Proibir não irá resolver todos os problemas associados à indústria, como a ludopatia e o endividamento, embora dados mostrem que as apostas têm impacto pouco significativo no orçamento das famílias brasileiras.
Os riscos de não informar sobre o mercado ilegal e de não incentivar a prática saudável se tornam muito maiores quando comparados à promoção do jogo responsável. Cada brasileiro tem o direito de decidir se quer apostar ou não, mas nem todo cidadão conhece e entende como a indústria funciona — e o perigo está exatamente aqui. Essas pessoas se tornam mais vulneráveis, uma vez que não sabem diferenciar as empresas legais daquelas que operam sem qualquer fiscalização.

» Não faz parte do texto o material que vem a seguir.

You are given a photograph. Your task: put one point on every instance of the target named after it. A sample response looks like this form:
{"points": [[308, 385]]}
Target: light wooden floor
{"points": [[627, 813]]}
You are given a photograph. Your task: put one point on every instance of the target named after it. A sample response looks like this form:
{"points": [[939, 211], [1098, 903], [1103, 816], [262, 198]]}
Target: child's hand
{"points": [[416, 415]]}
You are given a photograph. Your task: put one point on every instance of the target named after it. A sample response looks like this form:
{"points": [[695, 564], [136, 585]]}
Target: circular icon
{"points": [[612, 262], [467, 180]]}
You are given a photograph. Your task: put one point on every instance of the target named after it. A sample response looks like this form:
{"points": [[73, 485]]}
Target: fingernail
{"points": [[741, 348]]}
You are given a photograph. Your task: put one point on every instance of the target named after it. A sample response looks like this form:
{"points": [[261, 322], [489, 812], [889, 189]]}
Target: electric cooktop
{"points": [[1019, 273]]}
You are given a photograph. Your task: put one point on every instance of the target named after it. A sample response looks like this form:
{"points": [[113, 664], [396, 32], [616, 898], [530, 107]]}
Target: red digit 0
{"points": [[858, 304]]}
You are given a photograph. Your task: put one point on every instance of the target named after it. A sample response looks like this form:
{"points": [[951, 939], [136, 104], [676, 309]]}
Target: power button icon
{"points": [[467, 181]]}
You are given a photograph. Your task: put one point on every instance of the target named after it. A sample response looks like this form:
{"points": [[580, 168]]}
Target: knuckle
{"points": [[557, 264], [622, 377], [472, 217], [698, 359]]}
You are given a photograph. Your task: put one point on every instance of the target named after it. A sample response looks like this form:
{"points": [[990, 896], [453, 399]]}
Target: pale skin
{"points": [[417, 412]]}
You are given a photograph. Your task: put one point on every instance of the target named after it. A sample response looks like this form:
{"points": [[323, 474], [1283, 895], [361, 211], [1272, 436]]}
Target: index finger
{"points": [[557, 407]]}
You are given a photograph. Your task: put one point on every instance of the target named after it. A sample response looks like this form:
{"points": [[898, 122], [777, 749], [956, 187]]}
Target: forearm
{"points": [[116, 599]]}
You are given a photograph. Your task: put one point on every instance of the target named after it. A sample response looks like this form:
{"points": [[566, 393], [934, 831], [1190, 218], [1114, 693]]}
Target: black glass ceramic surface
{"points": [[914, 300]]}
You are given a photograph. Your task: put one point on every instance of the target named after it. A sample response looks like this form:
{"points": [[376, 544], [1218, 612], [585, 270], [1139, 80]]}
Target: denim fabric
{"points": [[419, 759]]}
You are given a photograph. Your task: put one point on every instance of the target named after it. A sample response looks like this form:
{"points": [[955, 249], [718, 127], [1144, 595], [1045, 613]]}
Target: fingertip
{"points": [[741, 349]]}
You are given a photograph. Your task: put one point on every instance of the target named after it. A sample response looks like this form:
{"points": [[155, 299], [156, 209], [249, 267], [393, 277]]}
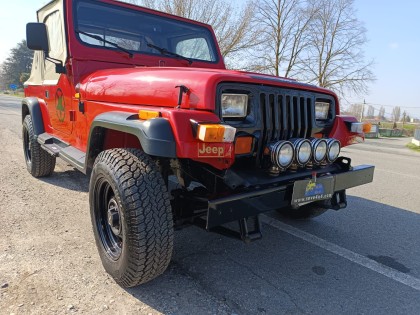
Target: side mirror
{"points": [[37, 38]]}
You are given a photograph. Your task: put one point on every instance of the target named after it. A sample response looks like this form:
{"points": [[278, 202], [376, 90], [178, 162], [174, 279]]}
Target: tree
{"points": [[396, 113], [18, 62], [356, 110], [335, 57], [234, 29], [285, 24]]}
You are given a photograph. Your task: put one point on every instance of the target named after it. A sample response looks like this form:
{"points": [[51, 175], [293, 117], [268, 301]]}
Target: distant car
{"points": [[142, 102]]}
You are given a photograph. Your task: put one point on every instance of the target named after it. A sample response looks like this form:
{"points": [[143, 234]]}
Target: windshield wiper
{"points": [[107, 42], [164, 51]]}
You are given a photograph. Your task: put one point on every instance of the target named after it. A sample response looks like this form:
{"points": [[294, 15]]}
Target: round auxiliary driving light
{"points": [[303, 151], [282, 154], [319, 150], [334, 148]]}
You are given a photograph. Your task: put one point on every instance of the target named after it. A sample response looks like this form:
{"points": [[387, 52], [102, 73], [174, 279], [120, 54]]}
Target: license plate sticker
{"points": [[309, 190]]}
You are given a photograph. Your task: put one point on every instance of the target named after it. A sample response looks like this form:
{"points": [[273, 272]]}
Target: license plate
{"points": [[309, 190]]}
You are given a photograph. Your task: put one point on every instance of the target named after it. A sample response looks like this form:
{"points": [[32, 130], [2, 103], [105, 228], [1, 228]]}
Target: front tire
{"points": [[131, 216], [38, 161]]}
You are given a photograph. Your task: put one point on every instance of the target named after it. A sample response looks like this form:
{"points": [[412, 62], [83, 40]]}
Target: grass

O mercado regulado possui monitoramento e regras claras e preza pela saúde de todos os jogadores, além de contribuir com a sociedade como um todo, enquanto as operações clandestinas visam ao lucro, sem qualquer cuidado com quem está apostando, que fica exposto a publicidades muitas vezes enganosas. As empresas não licenciadas também podem estar associadas a facções criminosas e a fraudes de modo geral.
O posicionamento do governo em relação à promoção do jogo responsável é válido e importante para toda a indústria. Os jogadores precisam saber a quem recorrer em situações delicadas e ter a certeza de que estão apostando em sites legítimos. A remoção da frase “Jogue com responsabilidade” das publicações apenas mascara uma atitude que deveria ser cultivada por todos — que é a preocupação com o próximo. O jogo existe, e é preciso jogar com responsabilidade.